May 26, 2010

"What Is...?" Wednesday

Freemasons


Freemasonry calls itself the world's oldest and largest fraternity. Freemasonry and Masonry are interchangeable words for the same organization, which has its roots in the medieval trade guilds of stonemasons. In fact, the most widely used symbols of Freemasonry are the tools of the stonemason... a square and compass. The organization was formally created in London in 1717, and quickly spread to the American colonies and across Europe. Today, there are probably four to six million men in the fraternity worldwide.


The mission of Masonry is said to be: "To teach a man the duty he owes to God, his neighbor, and himself." Charity work and community involvement are important parts of Masonic life. Freemasonry is not affiliated with any religious group, but members are required to profess belief in a supreme being.


Masonic groups are called lodges, and the United Grand Lodge of England is the oldest body of Freemasonry. Membership is restricted to adult males, and lodges do not usually recruit members. Potential members must seek out a Mason or a Masonic lodge and apply to the organization (hence their slogan: "2B1ASK1").


Freemasonry has been decried as a secret society and even a political conspiracy or religious cult. But Masons believe that what little secrecy they have is simply so members of the fraternity can identify each other by things like handshakes and passwords. They state that the rituals of Masonic meetings are used to reinforce the central values of the organization, such as morality and belief in a supreme being. 




Famous Masons


Benjamin Franklin
Buffalo Bill Cody
Davey Crockett
Kit Carson
Warren Harding
Franklin Roosevelt
Harry Truman
Gerald Ford
Mark Twain
Wolfgang Mozart
Willie Mays
Sugar Ray Robinson
Cy Young





4 comments:

wardhouse said...

My better half is a freemason. In this area, it is a dying organization. None of the information is written down; an oral tradition that requires extensive memorization.

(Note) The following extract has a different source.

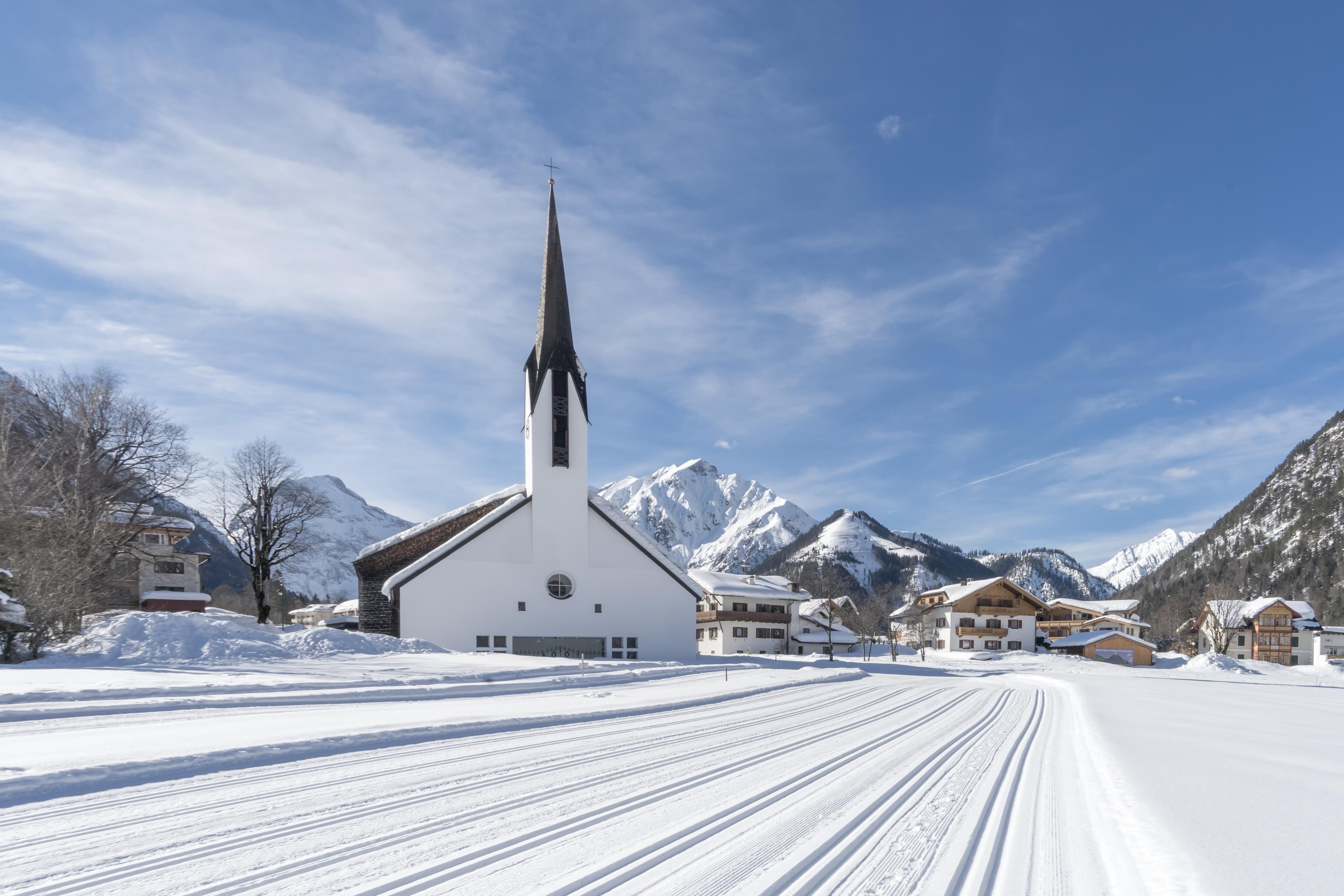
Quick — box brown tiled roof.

He is not 'active' atm, though pays his dues. Perhaps if we are able to move he can join an active lodge.

Buffalo Bill said...

Well I am a Freemason and I appreciate the post as at least neutral on the subject.
It is all too often that whenever I stumble across a blog that has Freemasonry as it's subject; all to often it is the subject of derision.
In recent years, the Internet has been feeding the curious about Freemasonry as well as the neigh sayers or Antis as they are called.

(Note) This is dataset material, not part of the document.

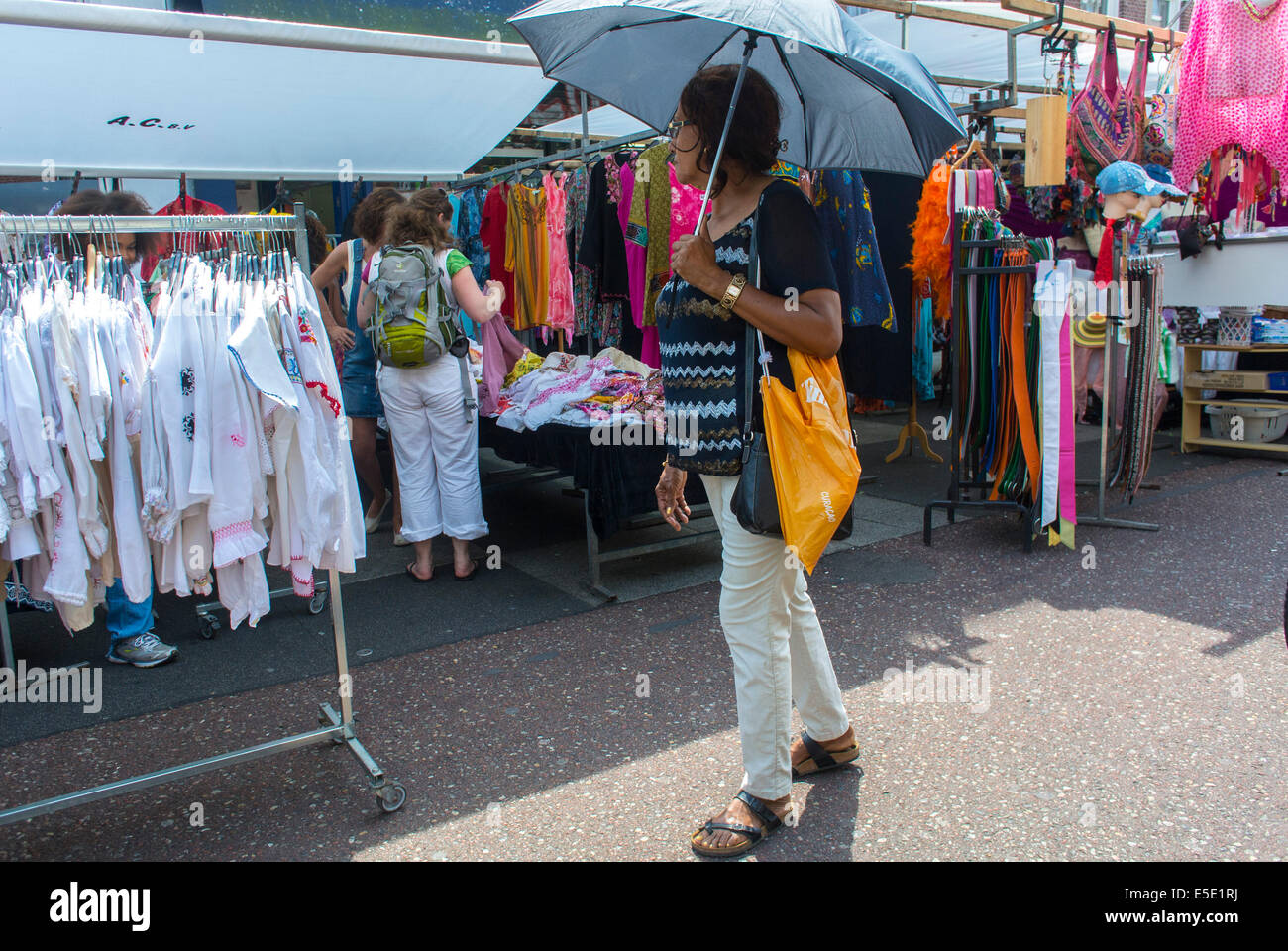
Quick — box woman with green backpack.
[358,189,505,581]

If the casual Internet reader would like to know more and see it from the perspective of a Freemason and the kinds of idiocy we have to endure due to ignorance, you can see here: http://www.masonicinfo.com
@wardhouse -If your hubbies Lodge is not as active, don't look to another lodge, tell him to seize the opportunity to make it active. My Lodge was kinda dull before I joined. My enthusiasm became contagious and now we are initiating men at a fantastic rate. Many more are involved and active. So here and all around my area Freemasonry is actually growing as it is introduced to a whole new generation, by the likes of Dan Brown's the Lost Symbol and others. It seems the History Channel runs some investigation into Masonry every other Month..
All indications are that Freemasonry is making a great comeback and as the numbers over the next few years will bare that out.

Tim said...

There are millions of nice men who are masons but this is one point that worries me: when they join they are told certain 'truths' then as they rise through the degrees some 'secrets' are revealed that change these 'truths'.
This goes on through the elevations so the higher up they go the more twisted the original truths are until quite opposite 'truths' seem acceptable.
They find themselves believeing quite the opposite to when they joined. This is also called brainwashing. Some see what's happening and leave. Some stick with it but try to ignore the now uncomfortable 'religious' stuff. Some fall for it unquestioningly.
Nice men, but mis-led.

Jacqueline said...

My Paw-Paw was a Mason; he owned a bar in New Orleans and died in 1985; he was one of the sweetest, most non judgemental people I have ever known...He was so ahead of his time; I never saw prejudice against race, sexuality, social status from my grandparents=they taught me to see a person's character and to embrace our differences with love and acceptance=my earliest heros.